Many proteins self-assemble to form large supramolecular complexes. Numerous examples of these structures have been characterized, ranging from spherical viruses to tubular protein assemblies. Some new kinds of supramolecular structures are just coming to light, while it is likely there are others that have not yet been discovered. The carboxysome is a subcellular structure that has been known for more than 40 years, but whose structural and functional details are just now emerging. This giant polyhedral body is constructed as a closed shell assembled from several thousand protein subunits. Within this protein shell, the carboxysome encapsulates the CO2-fixing enzymes, Rubisco (ribulose-1,5-bisphosphate carboxylase/oxygenase) and carbonic anhydrase; this arrangement enhances the efficiency of cellular CO2 fixation. The carboxysome is present in many photosynthetic and chemoautotrophic bacteria, and so plays an important role in the global carbon cycle. It also serves as the prototypical member of what appears to be a large class of primitive protein-based organelles in bacteria. A series of crystal structures is beginning to reveal the secrets of how the carboxysome is assembled and how it enhances the efficiency of CO2 fixation. Some of the assembly principles revealed in the carboxysome are reminiscent of those seen in icosahedral viral capsids. In addition, the shell appears to be perforated by pores for metabolite transport into and out of the carboxysome, suggesting comparisons to the pores through oligomeric transmembrane proteins, which serve to transport small molecules across the membrane bilayers of cells and eukaryotic organelles.
Until relatively recently, bacterial cells were generally believed to lack a high degree of internal organization, as they lack the typical membrane-bound organelles of eukaryotic cells. However, it is becoming clearer that many bacteria benefit from well-organized interiors [1–6]. For example, it is now understood that many bacteria have primitive cytoskeletons: ancient homologues of the well-known eukaryotic cytoskeletal proteins actin and tubulin are widely distributed across the Bacteria [7,8]. Furthermore, although bacteria lack the typical membrane-bound organelles of eukaryotes (e.g. mitochondria and chloroplasts), it is becoming evident that some have developed special mechanisms for achieving spatial localization inside the cell. One such mechanism arises in the carboxysome, a bacterial subcellular microcompartment whose details are just beginning to emerge.

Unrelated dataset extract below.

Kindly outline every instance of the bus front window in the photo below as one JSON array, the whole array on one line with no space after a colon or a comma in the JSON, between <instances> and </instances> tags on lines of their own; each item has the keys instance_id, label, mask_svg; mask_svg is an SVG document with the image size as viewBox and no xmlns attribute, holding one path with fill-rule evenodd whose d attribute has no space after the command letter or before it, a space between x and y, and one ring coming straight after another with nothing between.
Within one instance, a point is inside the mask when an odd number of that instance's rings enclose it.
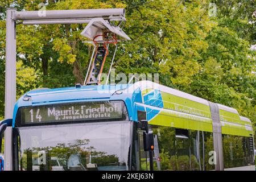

Carboxysomes were first observed by electron microscopy more than 40 years ago inside the cells of cyanobacteria , and then in chemoautotrophic bacteria . They appeared as polyhedral bodies having varying degrees of geometric regularity and diameters of 1000 Å (1 Å=0.1 nm) or more (Figure 1). Their similarity to viral capsids was evident, but the carboxysome was found not to contain nucleic acid . It is instead filled with enzymes, mainly Rubisco (ribulose-1,5-bisphosphate carboxylase/oxygenase), as well as carbonic anhydrase. This creates a subcellular enclosure for highly efficient CO2 fixation [10,12–14]. CO2 is generated by carbonic anhydrase and consumed by Rubisco, so the co-localization of the two enzymes results in substrate channelling. This accounts at least in part for the enzymatic advantage provided by the carboxysome. The arrangement is particularly critical in view of Rubisco's naturally low enzymatic efficiency, and the undesirable competition between molecular O2 and CO2 in reaction with Rubisco. Until recently, further details on how the carboxysome is constructed and how it functions have been scarce.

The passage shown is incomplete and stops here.